W 2018 r. i na początku 2019 r. organizowaliśmy lub współorganizowaliśmy szereg spotkań poświęconych sytuacji ludności cywilnej w konfliktach zbrojnych, konsekwencjom zmian klimatycznych dla międzynarodowego pokoju i bezpieczeństwa oraz sytuacji w rożnych państwach, m.in. na Ukrainie i w Syrii.

W 2018 roku przewodniczyliśmy Komitetowi Przygotowawczemu do przyszłej Konferencji Przeglądowej o Nierozprzestrzenianiu Broni Jądrowej, tzw traktat NPT. Kierowaliśmy też pracami Haskiego Kodeksu Postępowania Przeciwko Proliferacji Rakiet Balistycznych. Opowiadamy się za wzmocnieniem efektywności obu tych reżimów poprzez zwiększenie transparentności i umocnienie dialogu między państwami posiadającymi broń nuklearną oraz ich sojusznikami.

W grudniu ubiegłego roku Polska po raz trzeci była gospodarzem konferencji klimatycznej COP24. Dzięki przyjętemu tzw. pakietowi katowickiemu, który stanowi zbiór wytycznych dotyczących wdrażania Porozumienia Paryskiego, stolica Górnego Śląska na stałe wpisała się do słownika globalnej polityki klimatycznej.

Katowice gościły 30 tys. delegatów z całego świata, co było okazją do promocji Śląska i całej Polski jako kraju otwartego i nowoczesnego, który kultywuje dziedzictwo historyczne i przyrodnicze, a także do promocji polskich rozwiązań w zakresie zużycia energii i emisji zanieczyszczeń.

Dziękuję prezydentowi Andrzejowi Dudzie, ministrowi Henrykowi Kowalczykowi, przewodniczącemu szczytu COP 24 Michałowi Kurtyce oraz wszystkim osobom zaangażowanym w organizację tego wydarzenia.
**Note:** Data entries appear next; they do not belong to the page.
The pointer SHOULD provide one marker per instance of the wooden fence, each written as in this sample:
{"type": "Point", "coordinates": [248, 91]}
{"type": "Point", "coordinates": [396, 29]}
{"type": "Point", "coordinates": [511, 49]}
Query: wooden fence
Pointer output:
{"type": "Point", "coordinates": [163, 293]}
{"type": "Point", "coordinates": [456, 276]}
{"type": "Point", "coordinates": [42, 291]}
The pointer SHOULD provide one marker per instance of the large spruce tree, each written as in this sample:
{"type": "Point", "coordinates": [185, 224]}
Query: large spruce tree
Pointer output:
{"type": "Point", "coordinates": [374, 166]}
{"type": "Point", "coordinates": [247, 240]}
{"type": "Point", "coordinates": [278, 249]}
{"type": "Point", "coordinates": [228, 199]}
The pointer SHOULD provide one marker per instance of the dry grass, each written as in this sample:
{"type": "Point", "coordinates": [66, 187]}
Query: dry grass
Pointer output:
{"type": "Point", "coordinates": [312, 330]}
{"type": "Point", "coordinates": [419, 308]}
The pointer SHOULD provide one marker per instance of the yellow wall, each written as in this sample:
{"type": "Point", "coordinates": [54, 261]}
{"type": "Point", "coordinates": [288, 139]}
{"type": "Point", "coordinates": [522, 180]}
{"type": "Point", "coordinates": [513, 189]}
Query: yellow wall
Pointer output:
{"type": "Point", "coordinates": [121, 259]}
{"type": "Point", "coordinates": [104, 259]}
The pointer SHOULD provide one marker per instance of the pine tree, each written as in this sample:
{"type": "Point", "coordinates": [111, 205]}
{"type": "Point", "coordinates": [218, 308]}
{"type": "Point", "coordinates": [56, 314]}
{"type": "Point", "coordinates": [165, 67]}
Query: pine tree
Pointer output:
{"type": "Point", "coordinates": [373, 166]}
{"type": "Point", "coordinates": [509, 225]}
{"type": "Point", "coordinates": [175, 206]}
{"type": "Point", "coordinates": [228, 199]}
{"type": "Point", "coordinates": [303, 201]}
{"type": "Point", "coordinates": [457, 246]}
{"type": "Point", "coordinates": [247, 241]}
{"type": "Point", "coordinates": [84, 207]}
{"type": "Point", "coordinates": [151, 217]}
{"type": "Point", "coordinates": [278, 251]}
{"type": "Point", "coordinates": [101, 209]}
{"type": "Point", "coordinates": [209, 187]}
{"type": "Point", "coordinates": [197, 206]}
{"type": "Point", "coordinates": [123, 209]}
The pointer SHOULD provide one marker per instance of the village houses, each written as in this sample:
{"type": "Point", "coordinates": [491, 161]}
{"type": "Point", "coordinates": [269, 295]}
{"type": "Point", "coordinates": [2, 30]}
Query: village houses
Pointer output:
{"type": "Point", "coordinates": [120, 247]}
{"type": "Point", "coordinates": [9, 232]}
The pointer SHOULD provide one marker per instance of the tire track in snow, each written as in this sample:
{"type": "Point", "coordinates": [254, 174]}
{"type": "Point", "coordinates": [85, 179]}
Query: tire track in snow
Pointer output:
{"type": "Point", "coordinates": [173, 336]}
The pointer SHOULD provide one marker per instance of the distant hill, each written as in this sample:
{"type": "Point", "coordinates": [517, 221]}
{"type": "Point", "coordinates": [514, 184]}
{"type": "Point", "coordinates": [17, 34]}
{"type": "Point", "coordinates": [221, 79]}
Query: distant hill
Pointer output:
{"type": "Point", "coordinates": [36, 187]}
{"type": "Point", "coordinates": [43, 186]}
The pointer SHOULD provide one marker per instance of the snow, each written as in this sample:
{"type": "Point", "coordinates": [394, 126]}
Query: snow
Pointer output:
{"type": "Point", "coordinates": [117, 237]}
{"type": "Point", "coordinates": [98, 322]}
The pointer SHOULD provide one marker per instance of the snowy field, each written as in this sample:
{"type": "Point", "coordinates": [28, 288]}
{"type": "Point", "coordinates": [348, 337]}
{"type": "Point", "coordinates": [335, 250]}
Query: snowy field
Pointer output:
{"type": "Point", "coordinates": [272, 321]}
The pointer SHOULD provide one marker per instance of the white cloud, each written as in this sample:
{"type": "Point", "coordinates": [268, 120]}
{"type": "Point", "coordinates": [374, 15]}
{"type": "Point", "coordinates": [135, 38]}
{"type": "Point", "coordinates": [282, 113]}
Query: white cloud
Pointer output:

Dzięki Wam odnieśliśmy sukces, merytoryczny i organizacyjny, który został dostrzeżony i doceniony na świecie.

Polska wspiera obrońców praw człowieka oraz kontakty między osobami działającymi na rzecz przemian demokratycznych na świecie. W trakcie siódmego Warszawskiego Dialogu na rzecz Demokracji gościliśmy kilkudziesięciu przedstawicieli społeczeństwa obywatelskiego z całego świata. Nagrodę ministra spraw zagranicznych „Pro Dignitate Humana” wręczono w ubiegłym roku ukraińskiemu reżyserowi Ołehowi Sencowowi w uznaniu jego zasług w dziedzinie obrony praw człowieka.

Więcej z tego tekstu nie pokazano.